The Philosopher's Pupil
- Cover of the first edition
- Author: Iris Murdoch
- Cover artist: Cathie Felstead
- Language: English
- Publisher: Chatto & Windus
- Publication date: 1983
- Publication place: United Kingdom
- Media type: Print
- Pages: 576
- ISBN: 0-7011-2682-5

= The Philosopher's Pupil =

Novel by Iris Murdoch

The Philosopher's Pupil is a 1983 novel by the British writer and philosopher Iris Murdoch. It is set in a small English spa town called Ennistone.

==Main characters==

- George McCaffrey---George, 44 years old, was a pupil of John Robert Rozanov, the philosopher. After changing from philosophy to history and archaeology, he had entered the museum and archive world but published nothing except A Short History of the Ennistone Museum. He married Stella; their son, Rufus, died in an unexplained "mishap."
- Stella McCaffrey--- George's wife.
- Brian McCaffrey--- George's brother, age 41.
- Gabriel McCaffrey--- Brian's wife.
- Adam McCaffrey--- Gabriel and Brian's son, age 8.
- Zed--- Adam's small Papillon dog.
- Alex McCaffrey--- George and Brian's mother, age 66.
- Tom McCaffrey--- Alex's stepson, George and Brian's younger half-brother, age 20.
- John Robert Rozanov--- the philosopher.
- Hattie Meynell--- John Robert's granddaughter.
- Ruby Doyle--- Alex's long-time maid; a gipsy.
- Diane Sedleigh--- George's mistress and Ruby's sister or cousin (no one knows).
- Pearl Scotney--- Hattie's maid and companion, also related to Ruby and Diane.
- Emmanuel (Emma) Scarlett-Taylor--- Tom's friend.
- (Father) Bernard Jacoby--- Known as the creepy priest. Many view him with suspicion.
- N. --- The narrator and a minor character. He plays a tangential role in the story multiple times.

==Plot==
George McCaffrey cannot understand why his long-ago philosophy professor told him to pick another field of study. But that professor, John Robert Rozanov, is returning to Ennistone where George lives, giving George the chance to ask him and finally understand. John Robert, the only famous person to have originated from Ennistone, will have none of it, simply telling George "you weren't good enough" and bringing the conversation to a close as quickly as he can, given George's desperate attempts to continue. John Robert has returned to Ennistone for an entirely different purpose, indeed one that disincentivizes further effort at socially graceful tolerance of George's neuroses. George is simultaneously a focus of town suspicion, as he was recently involved in a mysterious car crash that may have been an attempt to kill his wife, Stella.
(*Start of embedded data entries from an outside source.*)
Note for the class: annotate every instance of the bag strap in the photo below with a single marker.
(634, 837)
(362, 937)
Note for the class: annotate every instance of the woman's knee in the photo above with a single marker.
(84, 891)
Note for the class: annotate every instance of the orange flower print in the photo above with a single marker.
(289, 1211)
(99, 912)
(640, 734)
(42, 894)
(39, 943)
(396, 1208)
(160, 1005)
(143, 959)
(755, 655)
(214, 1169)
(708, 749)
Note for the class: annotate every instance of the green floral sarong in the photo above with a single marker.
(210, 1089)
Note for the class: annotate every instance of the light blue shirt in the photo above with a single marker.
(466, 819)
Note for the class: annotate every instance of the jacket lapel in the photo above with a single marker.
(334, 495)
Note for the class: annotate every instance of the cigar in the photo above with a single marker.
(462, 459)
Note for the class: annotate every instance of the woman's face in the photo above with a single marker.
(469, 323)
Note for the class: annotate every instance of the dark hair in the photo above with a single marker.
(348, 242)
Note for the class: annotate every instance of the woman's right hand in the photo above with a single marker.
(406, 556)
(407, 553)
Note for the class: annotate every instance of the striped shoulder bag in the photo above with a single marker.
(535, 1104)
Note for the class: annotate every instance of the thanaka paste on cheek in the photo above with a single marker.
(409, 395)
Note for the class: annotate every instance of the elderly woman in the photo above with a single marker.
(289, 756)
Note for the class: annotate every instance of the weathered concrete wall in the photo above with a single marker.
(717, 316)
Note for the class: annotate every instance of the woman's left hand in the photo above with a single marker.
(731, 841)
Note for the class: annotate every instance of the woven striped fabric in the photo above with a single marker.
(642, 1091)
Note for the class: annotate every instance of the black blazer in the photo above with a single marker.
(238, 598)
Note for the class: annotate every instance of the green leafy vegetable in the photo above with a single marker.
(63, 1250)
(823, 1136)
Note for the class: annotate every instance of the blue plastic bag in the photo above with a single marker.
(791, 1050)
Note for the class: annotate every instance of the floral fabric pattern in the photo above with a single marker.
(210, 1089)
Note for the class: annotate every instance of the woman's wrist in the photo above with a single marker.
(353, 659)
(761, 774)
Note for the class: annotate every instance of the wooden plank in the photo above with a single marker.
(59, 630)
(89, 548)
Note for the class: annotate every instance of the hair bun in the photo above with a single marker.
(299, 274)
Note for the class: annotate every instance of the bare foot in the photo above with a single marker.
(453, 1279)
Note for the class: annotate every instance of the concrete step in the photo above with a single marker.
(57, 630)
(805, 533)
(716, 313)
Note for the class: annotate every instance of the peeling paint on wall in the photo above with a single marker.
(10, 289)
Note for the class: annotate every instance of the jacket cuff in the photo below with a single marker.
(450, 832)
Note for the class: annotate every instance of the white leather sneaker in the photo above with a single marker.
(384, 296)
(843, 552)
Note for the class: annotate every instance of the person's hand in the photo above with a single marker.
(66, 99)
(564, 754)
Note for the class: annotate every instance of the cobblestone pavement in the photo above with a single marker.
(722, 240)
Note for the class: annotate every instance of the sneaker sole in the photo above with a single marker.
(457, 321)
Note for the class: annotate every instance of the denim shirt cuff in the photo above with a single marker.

As a part of his purpose, John Robert wishes to arrange the future of his granddaughter Hattie Meynell, without her knowledge, by encouraging Tom McCaffrey, George's younger step brother, to woo Hattie, and then to marry her. But during their first meeting, when Tom clumsily lets on that his meeting request was not entirely the result of his own initiative and interest in Hattie, she reacts with hurt and anger. Through a sequence of plot twists, Tom finds himself trapped deep beneath the spa for which Ennistone is famous. As in many Murdoch novels, this physical struggle for survival parallels the characters' struggle to resolve their complex, interwoven emotional issues.